Is Brian Feldman offering true theater, sans script? (Image via Fringearts.com.)

The format of Brian Feldman’s (digitally) globetrotting theater creation #txtshow (on the internet), one of many streaming offerings in this year’s Fringe, is simple. Feldman is txt (“text”), he’s in one of the squares on your Zoom screen, and you, the audience, decide what he says. The complicated part comes afterwards, when you try to figure out if this show, and maybe the pandemic itself, has changed the definition of theater.

Consider the “know before you go” email from FringeArts: “This LIVE* online theater show relies on a high level of audience interaction. Audience members must keep their camera and microphone on the entire time they are in the show.” Why does “LIVE” get an asterisk? Because, the preshow missive goes on, “If it’s not live, it’s not theater.”

That’s a provocative statement, after an entire season in which companies scrambled to adapt their lineup for us to consume onscreen, some livestreamed and some prerecorded. Is #txtshow, which replaces a script with whatever the viewers type into the chat, theater because it’s live? Versus, say, Philadelphia Theatre Company’s fall 2020 production of acclaimed playwright Sarah DeLappe’s The Wolves, which filmed each actor remotely and presented an integrated recording for audiences at home?

Theater: live or not?

Of all the theater companies in town, the Wilma perhaps leaned most into theater packaged as film. While other companies filmed productions in their traditional place, such as Irish Heritage Theatre’s The Holy Ground, captured at Plays and Players and streamed on demand, the Wilma took its Heroes of the Fourth Turning to a real-life Poconos backyard firepit. The hyperrealistic result was a play on film, sometimes indistinguishable from the experience of watching a movie.

Director Morgan Green called the Wilma’s production of James Ijames’s transfixing and uplifting Fat Ham “a one-take film” attempting to “retain the feeling of the continuous real-time storytelling of the play.” It was absorbing and dynamic, especially as a real setting sun gilded the actors.

Theatre Exile leaned successfully into shows that weren’t only plays put on film, but productions adapted so well for the digital viewer that it was hard to imagine them onstage. D-Pad’s dialogue happened between characters on video calls (versus the Zoom-screen style of The Wolves, which required a much more effortful suspension of disbelief), and we watched a lot of The Sin Eaters as if we were inside the protagonist’s computer screen while she was at work.

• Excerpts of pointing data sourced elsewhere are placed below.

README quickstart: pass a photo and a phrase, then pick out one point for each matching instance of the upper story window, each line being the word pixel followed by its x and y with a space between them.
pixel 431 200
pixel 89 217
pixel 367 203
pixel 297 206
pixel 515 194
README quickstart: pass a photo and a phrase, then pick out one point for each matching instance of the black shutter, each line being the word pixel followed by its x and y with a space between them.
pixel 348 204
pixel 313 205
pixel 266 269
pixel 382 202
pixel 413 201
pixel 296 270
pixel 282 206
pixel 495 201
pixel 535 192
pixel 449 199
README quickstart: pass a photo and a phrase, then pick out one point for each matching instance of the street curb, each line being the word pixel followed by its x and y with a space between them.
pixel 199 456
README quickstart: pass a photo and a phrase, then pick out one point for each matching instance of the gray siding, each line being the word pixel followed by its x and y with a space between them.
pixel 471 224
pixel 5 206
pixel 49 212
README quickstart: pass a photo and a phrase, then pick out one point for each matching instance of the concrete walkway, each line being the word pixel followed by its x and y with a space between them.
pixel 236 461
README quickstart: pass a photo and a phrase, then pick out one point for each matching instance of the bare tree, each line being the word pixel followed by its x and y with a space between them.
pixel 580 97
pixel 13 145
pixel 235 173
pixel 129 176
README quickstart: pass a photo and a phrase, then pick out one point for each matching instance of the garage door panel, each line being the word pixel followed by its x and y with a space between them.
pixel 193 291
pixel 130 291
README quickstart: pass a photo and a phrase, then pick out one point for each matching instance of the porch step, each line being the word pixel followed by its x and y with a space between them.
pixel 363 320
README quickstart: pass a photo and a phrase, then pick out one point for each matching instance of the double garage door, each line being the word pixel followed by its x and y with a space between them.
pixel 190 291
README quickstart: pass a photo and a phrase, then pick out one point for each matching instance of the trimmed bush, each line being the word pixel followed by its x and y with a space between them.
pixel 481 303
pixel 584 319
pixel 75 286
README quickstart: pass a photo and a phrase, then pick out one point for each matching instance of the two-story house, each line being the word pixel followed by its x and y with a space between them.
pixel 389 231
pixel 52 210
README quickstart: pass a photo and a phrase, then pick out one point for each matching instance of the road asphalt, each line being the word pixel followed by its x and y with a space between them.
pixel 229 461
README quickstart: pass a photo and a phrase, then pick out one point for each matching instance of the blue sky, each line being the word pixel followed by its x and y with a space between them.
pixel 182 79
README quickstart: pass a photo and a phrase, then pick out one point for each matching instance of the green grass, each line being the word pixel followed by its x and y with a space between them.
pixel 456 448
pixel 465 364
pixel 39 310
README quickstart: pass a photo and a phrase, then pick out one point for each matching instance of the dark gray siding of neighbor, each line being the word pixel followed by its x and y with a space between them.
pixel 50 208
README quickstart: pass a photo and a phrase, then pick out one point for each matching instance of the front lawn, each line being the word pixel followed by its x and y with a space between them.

Last year’s Philly Fringe offering from Die-Cast, Temporary Occupancy, took a similar tack, with footage conceived as a mix of Zoom calls, FaceTime, and video the characters make themselves.

But by the #txtshow standard, are these shows theater?

Better keep watching

As #txtshow screen manager Jen Cleary reminded the audience before the performance of the Philly Fringe incarnation I attended, no actor likes to perform into a void—the show instructions told participants to keep their camera and mic on for the duration, or be removed from the stream. And that raises the question of whether “theater” requires not just the viewer, but the performer’s perception of the viewer.

The #txtshow performance I caught included demands for views of dogs, cheesesteak recommendations, rants about audience participation, and hilarity at the expense of one attendee whose screen frozeall typed by the guffawing audience and rendered out loud in real time by Feldman, an increasingly hectic reverse amanuensis of our collective stream of consciousness. All while he watched us watching him.

So what is theater? A live, reciprocal experience, scripted by anyone, in any format, shared by the creator and an audience of any size, that takes place in any space, or no space at all, or the digital bridge between many spaces? As our artists and audiences head into another pandemic winter, we’re going to keep finding out.

What, When, Where

#txtshow (on the internet). Written by the audience, created by Brian Feldman. $12. Livestreaming performances through September 27, 2021. (215) 413-1318 or Fringearts.com.

Accessibility

This performance is not captioned.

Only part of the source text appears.